Emotional abuse is often invisible yet profoundly damaging. It is one of the reasons why some marriages come to an end. Unfortunately, not all emotional abuse victims in marriages have the confidence to proceed with a divorce, worrying that they may not be able to establish proof on such an intangible thing.
Abuse: A form of cruelty
New Jersey laws list the grounds for filing for divorce. This includes irreconcilable differences, adultery, desertion, separation, extreme cruelty, substance abuse, deviant sexual conduct, imprisonment and institutionalization.
While the list does not explicitly include abuse, courts recognize domestic violence, both physical and emotional, as a form of extreme cruelty, providing a broad protection to domestic abuse victims.

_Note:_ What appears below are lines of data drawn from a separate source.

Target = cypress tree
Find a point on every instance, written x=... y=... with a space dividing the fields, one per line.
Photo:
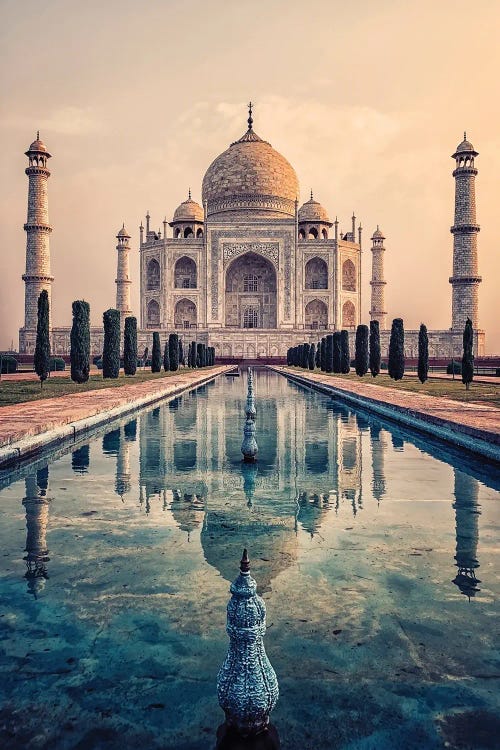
x=423 y=354
x=396 y=365
x=80 y=342
x=166 y=358
x=345 y=355
x=173 y=351
x=130 y=346
x=156 y=353
x=336 y=353
x=312 y=356
x=329 y=353
x=374 y=348
x=468 y=356
x=111 y=349
x=361 y=350
x=42 y=346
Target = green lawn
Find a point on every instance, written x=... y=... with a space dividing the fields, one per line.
x=16 y=391
x=488 y=393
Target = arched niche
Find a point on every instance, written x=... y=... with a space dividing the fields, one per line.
x=348 y=315
x=251 y=293
x=348 y=276
x=185 y=274
x=153 y=313
x=316 y=314
x=185 y=314
x=153 y=274
x=316 y=274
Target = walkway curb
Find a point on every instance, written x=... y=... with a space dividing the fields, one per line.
x=484 y=443
x=27 y=446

However, despite the protection, many victims worry that they may not be able to prove emotional abuse to proceed with the divorce.
Not an impossible feat
While it is less visible compared to physical violence, emotional abuse can be established through documentation, witnesses and professional evaluation. Victims can gather records of instances of emotional abuse, such as text messages and voicemails, to form their case. They can also ask for support from their loved ones who have witnessed the emotional abuse they experience. Furthermore, seeking professional guidance from a psychologist or psychiatrist can help prove the emotional impact of the abuse.
How you can establish emotional abuse for your divorce case will depend on the unique facts and circumstances of your case. Hence, it is vital to review every relevant detail of your situation and plan your next steps with the aid of a legal professional.